This is the first in a series of in-depth reports from 10 On Your Side dealing with the opioid crisis. We will examine several aspects of this epidemic through the personal stories of people in Hampton Roads each Wednesday through May 24.
HAMPTON ROADS, Va. (WAVY) – “It's the day before Christmas eve and I don't know if I'm going to be burying my son the Tuesday after Christmas.”
Pamela Person remembers the day last December when she got the horrible news her son Devon had overdosed.
“We know there was alcohol. There were signs of opioids -- heroin, but certainly the most important and the most serious was the fentanyl.”
Devon was with cousins out of state. His reaction was so severe they didn't know what to do.
“Now they're all panicking, and no one's calling 911. So they dropped him off. They essentially dropped him off like a bag of trash, and called somebody in the emergency room and drove off.”
Doctors resuscitated him, put him on a ventilator, and ultimately saved his life. He was one of the lucky ones.
In 2016, more than 600 Virginians died from drugs laced with fentanyl -- a tenfold increase since 2011.
A local expert says when someone dies from fentanyl, it actually increases its allure.
Dr. David Langille is an addiction treatment specialist at Right Path Treatment Center of Virginia Beach.
“If someone dies from an overdose, other users in the community will think, 'Wow, that must be some really good stuff.'”
“People who are using [fentanyl] don’t know what's in it,” said Attorney General Mark Herring in an interview with investigative reporter Chris Horne. “They don't know how much they're getting, and it can kill immediately.”
Hampton Roads is part of a public health crisis in neighborhoods and communities across the country.
“Right now in Hampton Roads fentanyl is a huge problem,” Herring said.
In 2011, you could count the fentanyl deaths on one hand in any of the seven cities. Then, the numbers exploded over the next five years. From one death to 27 in Chesapeake, four to 45 in Virginia Beach, zero to 55 in Norfolk.
Overall, fentanyl deaths in the region went from just 10 five years ago to 179 last year.
“We're talking about a substance that is 40 to 50 times stronger than heroin and more potent than heroin,” said DEA Assistant Special Agent in Charge Michael Barbuti.
Heroin traffickers realized fentanyl could supercharge their product with greater potency.
Author Sam Quinones wrote “Dreamland: The True Tale of America’s Opiate Epidemic.” He researched heroin trafficking by Mexican cartels. 10 On Your Side asked him how fentanyl is changing the way they do business.
“It's a stronger high, and it's a very easy drug to smuggle because it's so small, and so little of it will make so much dope.”
The DEA says fentanyl has made the logistics of producing fatally spiked heroin so much easier.
“It's cheaper, and it's synthetically produced in a lab,” Barbuti said. “There's no growing season, so you don't have to plant more opium poppies or harvest opium poppies.
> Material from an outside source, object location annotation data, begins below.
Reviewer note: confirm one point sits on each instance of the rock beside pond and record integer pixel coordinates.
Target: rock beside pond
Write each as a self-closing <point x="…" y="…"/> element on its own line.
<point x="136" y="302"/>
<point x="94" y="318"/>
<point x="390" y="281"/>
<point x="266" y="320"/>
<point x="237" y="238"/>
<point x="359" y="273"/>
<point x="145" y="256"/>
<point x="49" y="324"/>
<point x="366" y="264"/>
You can make it any time.”
Federal authorities say most fentanyl is made in China, and then it reaches the streets in one of two ways.
“The cartels either mix it with heroin in Mexico or send it directly to the U.S. and it's mixed in with heroin and other substances here,” Barbuti said.
“The dealers, they call it Little Diablo, the little devil,” Langille said. “They add fentanyl to the heroin to jack up the potency of the hit.”
Once it's mixed, suppliers move most if it either down from New York, or up from Atlanta.
“As little as two milligrams can be deadly if inhaled or absorbed through the skin,” Barbuti said.
Pamela Person’s son Devon went through recovery, moved away and started a new job just a few weeks ago. She’s still troubled by nearly losing her son to the potent substance.
“Fentanyl was in his system and it is so powerful. The fact that he is alive is a miracle in and of itself.”